In a workshop in the University of Kentucky College of Design, you'll find one researcher meticulously crafting. It's part of her process: thinking through making.
Hannah Dewhirst is a designer, co-founder of SUBSTUDIO and an assistant professor in the School of Interiors in the College of Design. She is an advocate of creative scholarship with her students and emphasizes learning through creating.
"For my own work, I'll typically find a tool that I'm interested in — a type of material, a laser cutter, a CNC router or a tufting gun — and then use that tool to create a large array of different outputs," said Dewhirst.
The designer's research interests revolve around creating experiential, immersive and sensorial environments. To accomplish that, Dewhirst often isolates elements like water, light or color in her designs and manipulates them in interesting ways.
"The goal is to reach at these things that feel impossible spatially: to try to get the body outside of its normal environment and into one that allows you to become more introspective or maybe slightly more directionalized toward a specific environmental factor," said Dewhirst.
One of those environments Dewhirst built was a sensory deprivation water tank with 1,200 pounds of Epsom salt in it, so the person inside floats. The designer could then isolate or spotlight certain elements to study and develop new experiences.
"It's a rich and challenging thing to balance this type of research; to figure out your own relationship to a sensory experience versus somebody else's."
Lately, Dewhirst has been working with softer materials and soft goods which caught the eye of commercial clients like fashion companies Burberry and Bottega Veneta. Her work through SUBSTUDIO, a practice with assistant professor Ingrid Schmidt, has lived in retail spaces for the companies. You can see examples of that work in the photo slideshow above.
The initial stage of that product started with Dewhirst using the rug tufting practice to make a connection between handcraft and tools of digital fabrication. First working with a hand punch needle, Dewhirst graduated to an automated tufting gun and then to robotic tufting at a much larger scale.
"There was just so much embedded knowledge that I had because I had worked with the materials in my studio so much. Had I jumped to large-scale production I would've lost that," she said. "There's a process of really developing an intimate knowledge of a material by working with it for a long time and iterating and fine-tuning that thing so that it is giving me something experientially."
It's a similar process she teaches her students.
"The 'thinking through making' research methodology is relevant to my own teaching pedagogy," said Dewhirst, who teaches undergraduate and graduate design students. "Students using tools of digital fabrication, tools of handcraft and actually researching through the process of making rich and very experiential spaces is very much linked to my own research practice and how I make space, too."
Dewhirst's background is in architecture, earning her master's degree from Cranbrook Academy of Art in Bloomfield Hills, Michigan. Her decision to shift into interiors was deliberate because of the direct relationship with material manipulation and the ability to experiment with materials and experience of space.

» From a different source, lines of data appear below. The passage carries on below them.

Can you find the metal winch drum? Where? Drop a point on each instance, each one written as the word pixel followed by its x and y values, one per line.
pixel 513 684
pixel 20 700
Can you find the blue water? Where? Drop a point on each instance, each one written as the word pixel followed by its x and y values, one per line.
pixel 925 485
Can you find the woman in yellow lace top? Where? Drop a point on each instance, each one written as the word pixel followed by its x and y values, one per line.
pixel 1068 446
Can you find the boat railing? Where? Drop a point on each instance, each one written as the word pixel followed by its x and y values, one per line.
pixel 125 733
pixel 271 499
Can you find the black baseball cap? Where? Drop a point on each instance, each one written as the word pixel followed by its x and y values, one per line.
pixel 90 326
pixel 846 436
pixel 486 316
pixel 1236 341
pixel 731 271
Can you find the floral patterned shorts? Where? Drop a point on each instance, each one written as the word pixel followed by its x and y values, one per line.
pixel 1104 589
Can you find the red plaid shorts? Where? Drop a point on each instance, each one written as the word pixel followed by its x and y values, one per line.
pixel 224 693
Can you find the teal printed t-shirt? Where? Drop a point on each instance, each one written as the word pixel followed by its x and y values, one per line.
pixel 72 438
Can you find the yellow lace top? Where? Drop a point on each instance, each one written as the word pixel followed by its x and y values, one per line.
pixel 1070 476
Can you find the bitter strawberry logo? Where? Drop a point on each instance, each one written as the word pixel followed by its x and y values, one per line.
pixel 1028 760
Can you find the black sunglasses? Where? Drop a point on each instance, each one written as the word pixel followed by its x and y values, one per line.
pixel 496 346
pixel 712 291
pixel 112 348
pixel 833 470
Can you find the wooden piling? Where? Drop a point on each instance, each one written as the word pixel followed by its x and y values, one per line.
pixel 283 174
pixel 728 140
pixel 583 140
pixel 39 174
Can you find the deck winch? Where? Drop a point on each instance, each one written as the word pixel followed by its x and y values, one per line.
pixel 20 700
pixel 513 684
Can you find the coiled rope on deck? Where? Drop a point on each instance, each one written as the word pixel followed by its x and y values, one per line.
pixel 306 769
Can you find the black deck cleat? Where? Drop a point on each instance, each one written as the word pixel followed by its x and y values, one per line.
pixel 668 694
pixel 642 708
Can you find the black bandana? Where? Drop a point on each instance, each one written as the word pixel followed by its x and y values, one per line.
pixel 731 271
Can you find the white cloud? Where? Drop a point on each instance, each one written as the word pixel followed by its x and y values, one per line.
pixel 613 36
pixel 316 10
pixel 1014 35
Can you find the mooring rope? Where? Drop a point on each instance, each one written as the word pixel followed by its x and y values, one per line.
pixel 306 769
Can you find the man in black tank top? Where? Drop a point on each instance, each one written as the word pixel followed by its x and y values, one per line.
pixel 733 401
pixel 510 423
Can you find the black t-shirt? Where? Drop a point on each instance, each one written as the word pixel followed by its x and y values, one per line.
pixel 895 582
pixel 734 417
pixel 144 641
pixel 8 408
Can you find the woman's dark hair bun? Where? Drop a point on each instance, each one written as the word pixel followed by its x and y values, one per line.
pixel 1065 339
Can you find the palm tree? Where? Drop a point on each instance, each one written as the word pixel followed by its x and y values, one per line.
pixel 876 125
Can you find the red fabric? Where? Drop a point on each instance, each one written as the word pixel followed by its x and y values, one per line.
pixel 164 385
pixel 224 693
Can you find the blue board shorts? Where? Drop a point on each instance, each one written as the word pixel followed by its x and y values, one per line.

"Interiors is inherently a very female-centric field in comparison to architecture. There are more women who exist in this field," said Dewhirst. "It has been very empowering to work with materials and tools in this context because I feel like historically, the manipulation of these materials within the context of interior design has often taken a secondary role to the more historically respected, male-dominated field of architecture. There is a lot to unpack there."
The designer is not intimidated by tools, but instead is excited to master them and share that knowledge with others. "That's something I've been highly focused on — introducing these ideas to women and students who typically may not feel they have ownership over a shop environment and encouraging them to work with their hands, work with tools and not feel intimidated by a shop. It's empowering to be here in a female-centric field and flipping the books a little bit in terms of who gets to use what tools," said Dewhirst.
The collaboration with Schmidt through SUBSTUDIO affords Dewhirst opportunities to make space for women who make things in the field of design.
"I think just by the pure nature of us teaching and practicing in the world, we keep trying to make a larger space for those who come after us," said Dewhirst. "It's amazing to see students now that I've taught for four years working with their hands in the same way and feeling empowered by the process of working with these tools."
Dewhirst credits that lesson in autonomy in learning and career choices to two key mentors: Bill Massie, now an associate professor in the College of Design who was previously at Cranbrook, and Heather McGill, the head of the sculpture department at Cranbrook.
"Those two are really intelligent makers and crafters and builders and architects," said Dewhirst. "They taught me how to be the maker of my own career.
"It's something I work to be intentional about with my students now, to help them find the motivation within themselves. That's what lets you practice for life and not hunt for a job just to work. I feel like finding some sort of passion within the field is important and has been important to me as well."
Equally important to Dewhirst is the art of regular practice. "Make something every day and develop a depth of knowledge about the thing that you're working with," she said. "Try to not be predictive about how things should be or could be, but really do the work to get there and learning through the act of making."
Dewhirst's advice for both students and future women in research is to combine passion with practice.
"Unless you start, you'll never get there," she said. "You'll be too hesitant or afraid that something will be wrong. But of course, it will be wrong. You just have to continue to work with it until it's fine-tuned and it's right, or it feels more right than it did at the beginning. Only through that practice of iteration, I think, do you realize what works for you and what doesn't."